PCEA präsentiert neues Fachprogramm zur Elektronikfertigung auf der PCB West 2026
Wie PCB Update berichtet, bündelt die PCEA zehn technische Sessions rund um Lötpaste, Bestückung, Reflow, Schablonendesign und Reinigung — also genau die Stationen, an denen unsere Layouts in der…

Das Bestückungs-Programm im Fokus
Wenn uns die letzten Jahre im Layout-Review eines gezeigt haben, dann das: Wer Lötpasten, Schablonen und Reflow-Profil nicht von Anfang an mitdenkt, sammelt die Fehler an der Linie ein, nicht am CAD. Genau hier setzt das neue Assembly-Programm an, das die Printed Circuit Engineering Association (PCEA) jetzt für die PCB West 2026 angekündigt hat. Wie PCB Update berichtet, bündelt die PCEA zehn technische Sessions rund um Lötpaste, Bestückung, Reflow, Schablonendesign und Reinigung — also genau die Stationen, an denen unsere Layouts in der Fertigung entweder funktionieren oder eben nicht.
Für uns in der Design- und Engineering-Praxis ist das mehr als eine Terminnotiz: Die PCB West findet vom 29. September bis 2. Oktober 2026 im Santa Clara Convention Center statt, und laut PCEA sind inzwischen weniger als fünf Prozent der Ausstellungsflächen frei.
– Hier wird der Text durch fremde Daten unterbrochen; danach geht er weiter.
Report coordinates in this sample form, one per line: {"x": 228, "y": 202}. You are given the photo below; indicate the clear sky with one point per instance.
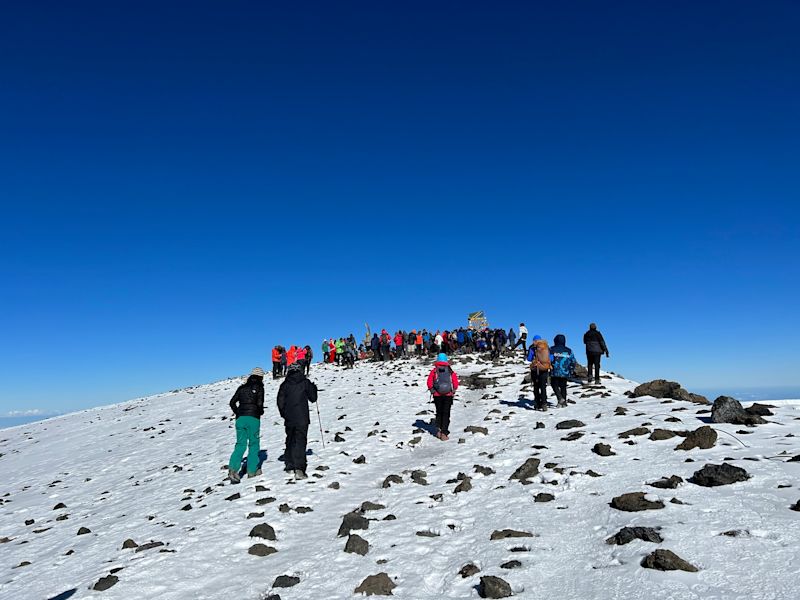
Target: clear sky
{"x": 186, "y": 184}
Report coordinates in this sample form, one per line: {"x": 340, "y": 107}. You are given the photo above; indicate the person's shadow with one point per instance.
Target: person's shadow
{"x": 425, "y": 425}
{"x": 521, "y": 402}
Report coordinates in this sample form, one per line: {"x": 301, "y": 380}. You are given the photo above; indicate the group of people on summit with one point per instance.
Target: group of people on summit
{"x": 555, "y": 363}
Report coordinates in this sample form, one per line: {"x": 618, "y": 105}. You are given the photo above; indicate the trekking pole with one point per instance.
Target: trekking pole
{"x": 319, "y": 420}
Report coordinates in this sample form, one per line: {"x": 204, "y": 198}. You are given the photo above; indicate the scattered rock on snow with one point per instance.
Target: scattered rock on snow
{"x": 666, "y": 560}
{"x": 501, "y": 534}
{"x": 729, "y": 410}
{"x": 351, "y": 521}
{"x": 376, "y": 585}
{"x": 494, "y": 587}
{"x": 603, "y": 450}
{"x": 716, "y": 475}
{"x": 356, "y": 545}
{"x": 628, "y": 534}
{"x": 702, "y": 437}
{"x": 634, "y": 502}
{"x": 570, "y": 424}
{"x": 526, "y": 470}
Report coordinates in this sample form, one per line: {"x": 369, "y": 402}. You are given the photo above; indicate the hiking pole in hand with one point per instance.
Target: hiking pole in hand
{"x": 319, "y": 420}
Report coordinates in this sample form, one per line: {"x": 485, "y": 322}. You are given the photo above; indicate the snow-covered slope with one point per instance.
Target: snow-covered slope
{"x": 150, "y": 471}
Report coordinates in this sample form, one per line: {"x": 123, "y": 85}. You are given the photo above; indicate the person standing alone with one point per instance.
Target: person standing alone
{"x": 595, "y": 348}
{"x": 294, "y": 396}
{"x": 442, "y": 383}
{"x": 248, "y": 406}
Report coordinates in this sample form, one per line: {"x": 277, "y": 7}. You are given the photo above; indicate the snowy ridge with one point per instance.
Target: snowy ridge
{"x": 149, "y": 470}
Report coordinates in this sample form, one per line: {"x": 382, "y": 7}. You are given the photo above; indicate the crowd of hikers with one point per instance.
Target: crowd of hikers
{"x": 555, "y": 363}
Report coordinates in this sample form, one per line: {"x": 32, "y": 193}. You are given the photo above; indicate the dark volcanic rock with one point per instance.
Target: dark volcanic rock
{"x": 662, "y": 434}
{"x": 570, "y": 424}
{"x": 661, "y": 388}
{"x": 494, "y": 587}
{"x": 702, "y": 437}
{"x": 603, "y": 450}
{"x": 628, "y": 534}
{"x": 285, "y": 581}
{"x": 263, "y": 531}
{"x": 634, "y": 502}
{"x": 526, "y": 470}
{"x": 729, "y": 410}
{"x": 667, "y": 483}
{"x": 261, "y": 550}
{"x": 376, "y": 585}
{"x": 715, "y": 475}
{"x": 105, "y": 582}
{"x": 501, "y": 534}
{"x": 352, "y": 521}
{"x": 356, "y": 545}
{"x": 635, "y": 431}
{"x": 666, "y": 560}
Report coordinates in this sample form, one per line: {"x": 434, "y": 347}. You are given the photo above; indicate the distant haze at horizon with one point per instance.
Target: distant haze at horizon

Wer also noch einen Messeauftritt oder einen direkten Austausch mit Bestückungs-Equipment-Herstellern sucht, bewegt sich jetzt in einem engen Zeitfenster.
Was die Sessions konkret abdecken
Die PCEA stellt das Programm nicht als reine Vortragsreihe auf, sondern als Antwort auf wiederkehrende Linienprobleme: Lotpasten-Druck und Schablonen-Geometrie gehören zusammen gedacht, das Reflow-Profil muss zur Baugruppen-Geometrie passen, und die Reinigung steht heute mehr denn je im Spannungsfeld zwischen No-Clean-Fluxen und zunehmend feineren Pitches. Wer schon einmal einen BGA mit 0,4 mm Pitch nachbestücken musste, nachdem die Paste an den Aperturen des Schablonenprints ungleichmäßig freigegeben hat, weiß, warum diese Themen im Layout-Alltag immer wiederkehren.
Nach unserem Verständnis lohnt sich der Blick auf genau diese zehn Sessions vor allem für zwei Gruppen: Bestückungsingenieure, die ihre Stempelparameter und Pastentypen gegen aktuelle Bauformen validieren wollen, und Layout-Entwickler, die im Vorfeld verstehen möchten, welche Designentscheidungen — etwa Footprint-Guard-Ringe, Via-in-Pad oder Lötstopplack-Fensterungen — die Fertigung erleichtern oder erschweren. Ergänzend laufen über 50 Klassen mit insgesamt rund 120 Stunden PCB-Design- und Assembly-Training, sodass sich der Termin auch für eine breitere Schulungswoche nutzen lässt.
Was sich für die deutsche Fertigung daraus mitnehmen lässt
Der Early-Bird-Tarif endet laut PCEA am 21. August — wer eine Konferenzteilnahme einplant, sollte jetzt entscheiden, ob die Reise nach Kalifornien wirtschaftlich in einen bestehenden USA-Auftritt eingebettet werden kann. Für rein europäisch ausgerichtete Teams bleibt abzuwägen, ob eine virtuelle Teilnahme oder der gezielte Blick auf die Vortragsinhalte im Nachgang den Aufwand rechtfertigt. Praktisch wertvoll ist das Programm in jedem Fall als Referenz: Es benennt genau die Themen, an denen unsere Bestücker aktuell arbeiten, und liefert damit eine Checkliste dafür, welche Prozessparameter wir im eigenen DFM-Review demnächst gezielt abfragen sollten.
Wenn Sie in den nächsten Wochen ohnehin einen Design-Review-Termin haben, nehmen Sie das Assembly-Programm ruhig zum Anlass, gemeinsam mit der Fertigung einmal die aktuellen Schablonen- und Reflow-Vorgaben durchzugehen. Die PCEA liefert die Themenliste — die Umsetzung beginnt bei uns am CAD.